Cependant, un point fort nous attend le soir. Nous avons entendu parler de “Lomo al Trapo” à Bogotá. C'est un plat de viande préparé d'une manière très particulière. À Bogotá, nous n'avons cependant pas eu le temps (ni l'appétit) de savourer ce repas. À Medellin, il est aussi réputé pour être l'un des meilleurs du pays. Nous prenons donc place dans le restaurant et commandons chacun une portion.
Il s'agit d'un morceau de filet de bœuf cuit dans une épaisse coque de sel et d'origan. Qu'est-ce qui est particulier ? L'ensemble est ensuite soigneusement enveloppé dans un torchon en coton imbibé d'eau ou de vin, ficelé et directement cuit pendant cinq minutes de chaque côté sur les braises ardentes d'un barbecue typiquement sud-américain. C'est un véritable art de ne pas provoquer un incendie ou de transformer le filet lui-même en charbon. Sans parler de l'art d'atteindre le bon degré de cuisson.
Deux épais steaks de filet atterrissent finalement dans nos assiettes et nous sommes tout simplement ravis ! La viande est si tendre que l'on peut la écraser avec la langue, parfaitement cuite à point, assaisonnée comme il faut et vraiment incroyablement savoureuse.

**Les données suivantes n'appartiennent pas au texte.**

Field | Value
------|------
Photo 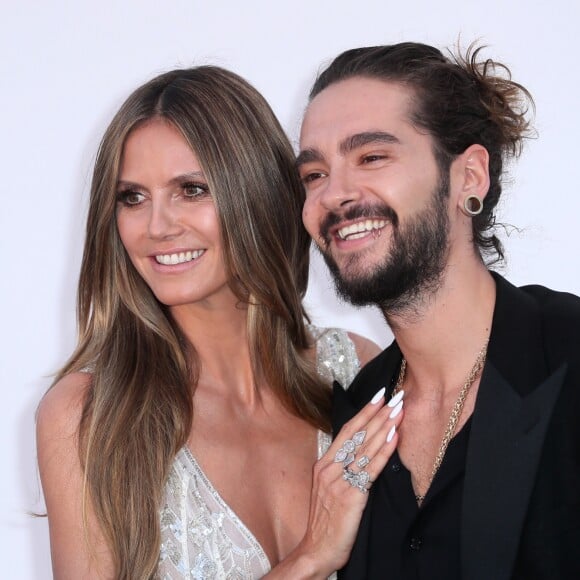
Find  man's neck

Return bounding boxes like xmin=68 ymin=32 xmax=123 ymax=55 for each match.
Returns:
xmin=385 ymin=260 xmax=495 ymax=396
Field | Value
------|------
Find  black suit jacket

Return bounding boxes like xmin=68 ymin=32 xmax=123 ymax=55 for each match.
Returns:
xmin=333 ymin=274 xmax=580 ymax=580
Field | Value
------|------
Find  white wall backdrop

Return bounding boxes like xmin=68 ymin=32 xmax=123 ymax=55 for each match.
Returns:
xmin=0 ymin=0 xmax=580 ymax=580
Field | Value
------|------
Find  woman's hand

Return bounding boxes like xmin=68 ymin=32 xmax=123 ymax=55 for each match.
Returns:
xmin=267 ymin=389 xmax=403 ymax=580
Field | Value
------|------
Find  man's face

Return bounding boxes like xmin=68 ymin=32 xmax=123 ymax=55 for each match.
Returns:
xmin=298 ymin=77 xmax=449 ymax=313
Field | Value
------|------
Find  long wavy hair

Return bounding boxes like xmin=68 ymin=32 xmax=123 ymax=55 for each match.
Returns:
xmin=55 ymin=66 xmax=330 ymax=580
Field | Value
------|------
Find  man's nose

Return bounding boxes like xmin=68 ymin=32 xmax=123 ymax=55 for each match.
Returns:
xmin=320 ymin=168 xmax=360 ymax=211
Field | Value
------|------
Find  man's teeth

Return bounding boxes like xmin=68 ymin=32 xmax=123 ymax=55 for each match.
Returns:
xmin=338 ymin=220 xmax=387 ymax=240
xmin=155 ymin=250 xmax=205 ymax=266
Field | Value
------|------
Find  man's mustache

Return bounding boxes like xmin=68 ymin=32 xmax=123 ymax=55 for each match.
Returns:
xmin=319 ymin=205 xmax=399 ymax=247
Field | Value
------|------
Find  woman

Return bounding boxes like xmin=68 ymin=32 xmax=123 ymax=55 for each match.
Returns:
xmin=38 ymin=67 xmax=401 ymax=580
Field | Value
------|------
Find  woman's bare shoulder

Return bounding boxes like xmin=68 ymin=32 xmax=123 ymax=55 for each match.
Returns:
xmin=36 ymin=372 xmax=91 ymax=439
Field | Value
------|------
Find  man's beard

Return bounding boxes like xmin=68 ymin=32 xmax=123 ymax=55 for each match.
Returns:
xmin=320 ymin=178 xmax=449 ymax=316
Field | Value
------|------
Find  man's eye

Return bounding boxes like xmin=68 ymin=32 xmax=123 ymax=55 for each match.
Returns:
xmin=182 ymin=183 xmax=209 ymax=198
xmin=362 ymin=153 xmax=386 ymax=163
xmin=117 ymin=190 xmax=145 ymax=206
xmin=301 ymin=171 xmax=325 ymax=185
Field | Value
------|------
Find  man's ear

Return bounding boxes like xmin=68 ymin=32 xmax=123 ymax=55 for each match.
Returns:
xmin=452 ymin=144 xmax=489 ymax=209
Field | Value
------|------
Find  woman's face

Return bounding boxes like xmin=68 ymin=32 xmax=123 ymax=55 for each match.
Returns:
xmin=117 ymin=119 xmax=232 ymax=307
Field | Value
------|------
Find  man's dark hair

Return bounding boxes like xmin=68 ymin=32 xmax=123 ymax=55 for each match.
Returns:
xmin=310 ymin=42 xmax=534 ymax=263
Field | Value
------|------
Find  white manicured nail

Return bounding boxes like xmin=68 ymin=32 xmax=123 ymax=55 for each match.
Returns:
xmin=371 ymin=387 xmax=385 ymax=405
xmin=389 ymin=401 xmax=403 ymax=419
xmin=387 ymin=391 xmax=405 ymax=407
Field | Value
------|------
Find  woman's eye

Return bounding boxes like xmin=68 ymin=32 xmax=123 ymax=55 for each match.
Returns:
xmin=301 ymin=171 xmax=325 ymax=185
xmin=182 ymin=183 xmax=209 ymax=198
xmin=117 ymin=191 xmax=145 ymax=206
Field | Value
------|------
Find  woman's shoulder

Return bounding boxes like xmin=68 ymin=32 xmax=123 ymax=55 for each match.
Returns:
xmin=36 ymin=372 xmax=91 ymax=454
xmin=308 ymin=325 xmax=381 ymax=388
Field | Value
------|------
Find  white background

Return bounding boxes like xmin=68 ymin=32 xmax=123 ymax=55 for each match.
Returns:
xmin=0 ymin=0 xmax=580 ymax=580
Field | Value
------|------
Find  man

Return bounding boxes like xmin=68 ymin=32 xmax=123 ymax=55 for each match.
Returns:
xmin=298 ymin=43 xmax=580 ymax=580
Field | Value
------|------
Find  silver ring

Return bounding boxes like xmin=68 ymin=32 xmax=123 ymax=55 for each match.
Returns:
xmin=334 ymin=431 xmax=367 ymax=467
xmin=342 ymin=467 xmax=372 ymax=493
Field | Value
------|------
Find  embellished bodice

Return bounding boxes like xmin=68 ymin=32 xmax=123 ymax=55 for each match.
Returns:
xmin=157 ymin=327 xmax=360 ymax=580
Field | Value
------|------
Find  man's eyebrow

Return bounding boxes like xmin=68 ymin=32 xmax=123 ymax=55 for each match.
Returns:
xmin=296 ymin=149 xmax=323 ymax=169
xmin=338 ymin=131 xmax=401 ymax=155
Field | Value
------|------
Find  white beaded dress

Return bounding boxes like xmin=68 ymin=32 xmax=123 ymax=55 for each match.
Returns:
xmin=157 ymin=327 xmax=360 ymax=580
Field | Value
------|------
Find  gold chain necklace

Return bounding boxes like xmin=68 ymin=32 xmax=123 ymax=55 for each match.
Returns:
xmin=393 ymin=339 xmax=489 ymax=506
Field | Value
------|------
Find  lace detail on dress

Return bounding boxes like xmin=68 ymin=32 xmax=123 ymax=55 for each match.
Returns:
xmin=157 ymin=326 xmax=360 ymax=580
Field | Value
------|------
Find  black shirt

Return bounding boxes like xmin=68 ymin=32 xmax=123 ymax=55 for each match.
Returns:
xmin=368 ymin=419 xmax=471 ymax=580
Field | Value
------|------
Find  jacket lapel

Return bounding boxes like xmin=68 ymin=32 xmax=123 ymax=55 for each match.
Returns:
xmin=461 ymin=275 xmax=567 ymax=580
xmin=461 ymin=364 xmax=566 ymax=580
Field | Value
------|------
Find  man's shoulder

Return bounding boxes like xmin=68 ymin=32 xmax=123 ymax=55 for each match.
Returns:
xmin=506 ymin=276 xmax=580 ymax=360
xmin=520 ymin=284 xmax=580 ymax=322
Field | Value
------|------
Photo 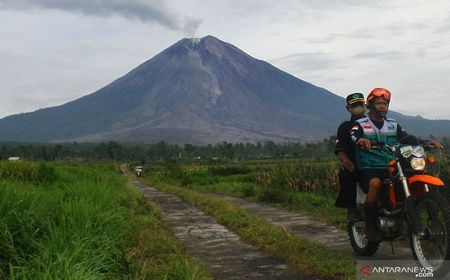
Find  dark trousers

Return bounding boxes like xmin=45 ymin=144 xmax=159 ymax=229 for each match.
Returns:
xmin=334 ymin=168 xmax=356 ymax=208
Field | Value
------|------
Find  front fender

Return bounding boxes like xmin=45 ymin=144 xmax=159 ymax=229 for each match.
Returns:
xmin=408 ymin=174 xmax=444 ymax=187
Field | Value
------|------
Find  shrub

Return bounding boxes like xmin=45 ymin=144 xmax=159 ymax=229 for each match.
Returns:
xmin=208 ymin=165 xmax=252 ymax=176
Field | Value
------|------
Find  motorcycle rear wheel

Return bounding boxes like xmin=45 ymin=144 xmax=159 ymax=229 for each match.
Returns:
xmin=347 ymin=221 xmax=381 ymax=256
xmin=410 ymin=191 xmax=450 ymax=278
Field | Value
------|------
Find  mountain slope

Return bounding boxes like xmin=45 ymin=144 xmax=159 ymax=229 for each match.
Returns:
xmin=0 ymin=36 xmax=450 ymax=144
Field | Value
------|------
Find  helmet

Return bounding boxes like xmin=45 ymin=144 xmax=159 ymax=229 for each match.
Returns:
xmin=366 ymin=88 xmax=391 ymax=104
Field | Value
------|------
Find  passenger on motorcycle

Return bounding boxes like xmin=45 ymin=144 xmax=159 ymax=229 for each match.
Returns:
xmin=334 ymin=92 xmax=366 ymax=219
xmin=350 ymin=88 xmax=442 ymax=241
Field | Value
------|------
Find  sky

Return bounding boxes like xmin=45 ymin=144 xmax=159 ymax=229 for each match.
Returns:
xmin=0 ymin=0 xmax=450 ymax=119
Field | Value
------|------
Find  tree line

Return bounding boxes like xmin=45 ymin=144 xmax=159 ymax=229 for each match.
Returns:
xmin=0 ymin=136 xmax=450 ymax=163
xmin=0 ymin=136 xmax=336 ymax=162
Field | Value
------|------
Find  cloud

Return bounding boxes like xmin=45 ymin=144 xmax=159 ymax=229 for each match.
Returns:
xmin=353 ymin=51 xmax=405 ymax=60
xmin=270 ymin=52 xmax=342 ymax=73
xmin=0 ymin=0 xmax=201 ymax=36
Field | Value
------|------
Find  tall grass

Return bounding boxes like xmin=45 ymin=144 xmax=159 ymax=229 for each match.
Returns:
xmin=0 ymin=162 xmax=131 ymax=279
xmin=0 ymin=162 xmax=210 ymax=279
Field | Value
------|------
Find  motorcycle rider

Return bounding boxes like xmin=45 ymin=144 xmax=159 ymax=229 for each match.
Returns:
xmin=350 ymin=88 xmax=442 ymax=241
xmin=334 ymin=92 xmax=366 ymax=220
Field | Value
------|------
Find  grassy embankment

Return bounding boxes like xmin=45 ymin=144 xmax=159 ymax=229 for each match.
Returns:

Rien, absolument rien, ne ressemble au goût souvent dur et caoutchouteux des steaks de maison en Allemagne, où l'on a l'impression de goûter à la moitié de la grange. Bien rassasiés et profondément impressionnés, nous prenons le chemin du retour.
Prendre congé
Notre dernier jour à Medellin commence par un déménagement dans un hôtel situé à quelques mètres. Nous avons décidé de prolonger notre séjour d'un jour à Medellin et avons donc réservé une hébergement à proximité. Comme l'hôtel dispose d'une salle de lavage et que notre chambre est équipée de deux plaques de cuisson, nous économisons également les frais de nettoyage en cuisinant nous-mêmes le soir. Nous avions initialement prévu d'assister au match de football de l’équipe de première division 'Indepentende Medellin', afin de découvrir l'expérience de stade sud-américain. Mais nous avons décidé de ne pas y aller spontanément et à l'heure du coup d'envoi (que nous avons suivi à la télévision), nous avons réalisé que notre intuition était bonne. Il a plu des cordes, le terrain ressemblait à une piscine. Les spectateurs se pressaient sous les rares toits et le match a dû être plusieurs fois interrompu. Nous étions vraiment contents d'avoir passé la soirée au sec dans l’hôtel. Plus tard, la pluie a légèrement diminué et nous avons profité d'une belle vue depuis l’hôtel, tout en prenant quelques photos de Medellin.
Demain, nous partirons très tôt. Nous volons vers Santa Marta sur la côte des Caraïbes. Là commence la dernière partie de notre voyage.